À l'inverse des humains, j'ai vu la déchéance se préparer bien avant qu'ils en aient le moindre soupçon. Alors qu'ils vivaient leurs années folles, comme ils aimeront les appeler plus tard, moi j'ai vu un autre type de folie prendre racine dans le cœur d'un homme. Au fil des siècles, j'ai vu les humains commettent les pires horreurs et je ne dirais pas que je m'y suis habitué, mais j'ai dû apprendre à vivre avec cela. J'ai compris que tôt ou tard mon travail se compliquerait, que j'allais devoir être plus futé, plus imaginatif. Mais parfois, dans certaines circonstances, toute la volonté dont je peux faire preuve ne suffit pas.

Comme lors de cette fin d'après-midi de l'année mille neuf cent quarante.

C'était une route provinciale beaucoup trop calme alors que tout y était assourdissant et compressé il y a peine quelques heures. L'odeur de sueur et d'urine avait laissé place à celle de la chair calcinée. Quelques corps étaient encore terrés dans les fossés, certains avaient une plaie béante dans la jambe ou sur un bras. Leur plainte auparavant longue et bruyante, n'étaient plus que des gémissement sourd. La majorité des blessés graves avait déjà fini de se vider de leur sang laissant une marre rougeâtre à leur côté comme seul souvenir de leurs souffrances. Les personnes encore vivantes s'étaient éloignées depuis longtemps de cette scène de carnage emportant avec eux le son traumatisant de la sirène du bombardier suivi des tirs de mitrailleuses et de bombes qui fracassent le sol.

Je fus attirée par le son de sanglots étouffés en contrebas du chemin. Une jeune femme était à moitié allongée sur un corps estropié. Au travers de ses pleurs s'échappait des paroles incompréhensibles qui ne recevait aucune réponse. Quand les spasmes qui ébranlait ses épaules se calmèrent le soleil commençait à disparaitre derrière l'horizon. Des pilleurs commençaient à roder entre les voitures abandonnées et les malles éventrés mais elle ne les vit pas. Elle se redressa en reniflant et avec sa main pleine de poussière essuya les larmes qui coulaient encore sur ses pommettes rondes. Elle caressa la joue du corps sans vie et détacha de la morte une chaine brillante dont la breloque était un petit camé aux reliefs nacrés. Elle l'attacha à son cou et, son ventre rond ajoutant un poids supplémentaire à ses jambes fatiguées, se leva avec difficulté. Elle reprit son chemin sans vigueur en avançant comme une automate. Même au plus profond d'elle je ne trouva pas un recoin où m'installer, ne fut-ce que pour une infime seconde.

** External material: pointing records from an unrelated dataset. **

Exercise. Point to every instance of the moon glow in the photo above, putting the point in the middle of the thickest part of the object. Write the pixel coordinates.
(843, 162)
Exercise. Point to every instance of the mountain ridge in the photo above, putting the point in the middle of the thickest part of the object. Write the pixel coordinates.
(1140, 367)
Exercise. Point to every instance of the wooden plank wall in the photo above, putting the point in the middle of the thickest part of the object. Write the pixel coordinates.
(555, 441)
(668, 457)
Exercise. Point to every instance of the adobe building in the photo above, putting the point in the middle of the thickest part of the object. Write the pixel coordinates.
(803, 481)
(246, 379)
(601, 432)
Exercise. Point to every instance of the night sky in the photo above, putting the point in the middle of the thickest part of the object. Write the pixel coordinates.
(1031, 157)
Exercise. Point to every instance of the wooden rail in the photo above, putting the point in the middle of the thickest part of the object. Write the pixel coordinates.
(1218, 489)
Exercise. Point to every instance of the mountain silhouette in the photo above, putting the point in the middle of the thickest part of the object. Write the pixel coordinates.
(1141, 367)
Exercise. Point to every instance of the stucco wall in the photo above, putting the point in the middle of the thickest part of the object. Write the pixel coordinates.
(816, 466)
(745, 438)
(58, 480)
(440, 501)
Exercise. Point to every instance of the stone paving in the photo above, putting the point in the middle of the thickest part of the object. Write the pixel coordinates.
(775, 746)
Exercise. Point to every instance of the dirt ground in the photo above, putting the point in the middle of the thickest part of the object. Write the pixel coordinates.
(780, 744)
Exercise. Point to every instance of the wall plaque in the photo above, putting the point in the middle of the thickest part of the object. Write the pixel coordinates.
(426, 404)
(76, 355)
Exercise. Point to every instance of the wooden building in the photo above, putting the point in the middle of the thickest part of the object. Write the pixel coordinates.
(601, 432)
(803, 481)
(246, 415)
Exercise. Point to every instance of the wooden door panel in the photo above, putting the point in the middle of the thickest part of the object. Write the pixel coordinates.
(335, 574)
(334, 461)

Ma présence ici ne faisait aucun sens. Pour mener à bien mon travail, j'avais besoin d'âme disposer à m'accueillir dans leurs entrailles. L'on me reproche souvent de ne pas être généreux alors qu'en fait tout dépend d'eux. Contraindre les humains à m'accepter est impossible. Je quittais cette route grise et triste abandonnant les humains agonissant à leur inéluctable sort.